DataColumn#

The DataColumn class is the foundational abstraction for all tabular operations in Data Curator. It wraps a pyarrow.Array and adds element-wise operations, comparison logic, and composability for calculated columns.

It powers the calculated column system, Boolean logic in filters, type-safe arithmetic across datasets, and more.

Overview#

At its core, DataColumn:

Encapsulates a pyarrow.Array.
Enables arithmetic and comparison operations (+, -, ==, //, etc.).
Ensures null propagation and broadcasting consistency.
Supports composable transformations for use in custom calculations.

Basic Usage#

from kaxanuk.data_curator.modules.data_column import DataColumn

col_a = DataColumn.load([1, 2, 3])
col_b = DataColumn.load([10, 20, 30])

result = col_a + col_b   # Element-wise addition
filtered = col_a > 1     # Element-wise comparison returns boolean DataColumn

result.to_pandas()       # Export to pandas
result.to_pyarrow()      # Export to pyarrow

Arithmetic Operators#

You can apply arithmetic operations directly using standard Python syntax:

+ (via __add__)
- (via __sub__)
* (via __mul__)
/ (via __truediv__)
// (via __floordiv__)
% (via __mod__)

Reflected versions like 3 + col also work thanks to:

__radd__, __rsub__, __rmul__, __rtruediv__, __rfloordiv__, __rmod__

All operations return a new DataColumn, with null-aware and type-safe behavior:

col = DataColumn.load([2, 4, 6])

col + 1         # [3, 5, 7]
col * 2         # [4, 8, 12]
10 - col        # [8, 6, 4]
col / 2         # [1.0, 2.0, 3.0]

Comparison Operators#

DataColumn supports element-wise comparison using standard Python syntax:

== (via __eq__)
!= (via __ne__)
< (via __lt__)
<= (via __le__)
> (via __gt__)
>= (via __ge__)

Each of these returns a new DataColumn of boolean values:

col = DataColumn.load([5, 10, 15])

col > 7       # [False, True, True]
col == 10     # [False, True, False]
col <= col    # [True, True, True]

Logical Functions#

Combine multiple boolean columns using:

DataColumn.boolean_and(…)
DataColumn.boolean_or(…)

These work across multiple DataColumn objects, pyarrow scalars or booleans. Optionally enable allow_null_comparisons=True for Kleene logic.

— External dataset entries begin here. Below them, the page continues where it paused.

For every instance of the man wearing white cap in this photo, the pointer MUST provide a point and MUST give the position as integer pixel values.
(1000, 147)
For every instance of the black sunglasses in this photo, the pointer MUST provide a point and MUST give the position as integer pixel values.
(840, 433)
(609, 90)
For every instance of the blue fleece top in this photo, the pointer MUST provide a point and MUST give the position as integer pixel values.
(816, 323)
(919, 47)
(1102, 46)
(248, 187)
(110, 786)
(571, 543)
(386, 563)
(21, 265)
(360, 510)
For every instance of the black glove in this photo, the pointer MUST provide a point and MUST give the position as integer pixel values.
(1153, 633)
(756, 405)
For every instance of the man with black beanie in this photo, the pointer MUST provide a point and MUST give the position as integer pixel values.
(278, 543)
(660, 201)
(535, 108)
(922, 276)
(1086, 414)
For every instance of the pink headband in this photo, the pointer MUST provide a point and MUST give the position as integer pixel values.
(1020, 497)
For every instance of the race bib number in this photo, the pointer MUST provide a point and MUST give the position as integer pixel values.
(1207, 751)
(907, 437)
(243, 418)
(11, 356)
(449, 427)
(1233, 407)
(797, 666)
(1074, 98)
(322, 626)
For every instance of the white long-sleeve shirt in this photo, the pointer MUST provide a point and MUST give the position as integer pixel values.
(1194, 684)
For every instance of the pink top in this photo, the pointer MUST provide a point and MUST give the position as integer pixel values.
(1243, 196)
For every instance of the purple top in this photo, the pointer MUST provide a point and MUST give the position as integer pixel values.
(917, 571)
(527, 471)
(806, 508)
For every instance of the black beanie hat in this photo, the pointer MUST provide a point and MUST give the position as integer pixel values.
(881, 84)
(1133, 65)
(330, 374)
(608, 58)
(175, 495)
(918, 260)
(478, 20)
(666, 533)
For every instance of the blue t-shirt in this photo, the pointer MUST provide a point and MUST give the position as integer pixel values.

DataColumn.boolean_and(col1 > 0, col2 < 100)
DataColumn.boolean_or(col1.is_null(), col2 == 5)

Equality Utilities#

To compare full columns for equality:

equal(…) — element-wise
fully_equal(…) — total match (returns True, False or None)

DataColumn.equal(col1, col2, equal_nulls=True)
DataColumn.fully_equal(col1, col2, skip_nulls=True)

String Concatenation#

Use concatenate to merge string-type columns or scalars:

DataColumn.concatenate(col1, col2, separator="-", null_replacement="N/A")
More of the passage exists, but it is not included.